Ecclestone, Kathryn, Biesta, Gert, Colley, Helen and Hughes, Martin (2005) Political, Practical and Academic Assumptions About Transitions. In: ESRC Teaching and Learning Research Programme Annual Conference, 28th - 30th November 2005, Warwick, UK. (Unpublished)

Transitions are crucial to success and difference in educational outcomes and the TLRP and other areas of research reveal their complexity and significance in different contexts. Yet we know little about common or distinctive features in points of change and progression, or their effect on peoples’ capacity to act autonomously in different types of transition. Nor do we understand whether structural conditions (such as class, gender, race, employment and education, social and economic factors), people’s capacity for agency and the shaping of their personal and learning identities are more salient in some transitions than others.

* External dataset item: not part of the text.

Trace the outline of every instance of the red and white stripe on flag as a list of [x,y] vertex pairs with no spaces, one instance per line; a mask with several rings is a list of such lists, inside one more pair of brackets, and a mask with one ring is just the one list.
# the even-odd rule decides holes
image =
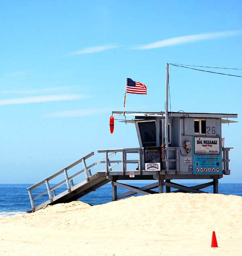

The seminar series aims to:
• conceptualise transitions by identifying common and distinctive features and relating these to people’s ability to exercise agency, the formation of their educational, occupational and personal identities in ‘learning careers’, and to structural conditions
• evaluate critically the ways in which policy initiatives, practitioners and researchers depict transitions for different groups
• evaluate critically conceptual models and methodological approaches used to explore transitions in different areas of research
• evaluate critically how empirical evidence from TLRP projects and other research illuminates the connections between identity, agency, structure in different transitions
• identify practical, political and theoretical implications for different audiences
Work in the series so far shows that many formal transitions have strong normative assumptions and policy makers and professionals and other mediators of learning (such as parents, employers, careers and personal advisers, peers etc) depict transitions in particular ways. Underlying these depictions is a growing assumption that transitions are inherently risky and problematic and that they need better identification and more effective management by individuals and education and welfare agencies.
This paper evaluates these depictions and assumptions in relation to some key transitions in the education and training system. It raises questions about the most useful and important areas for further work in the seminar series.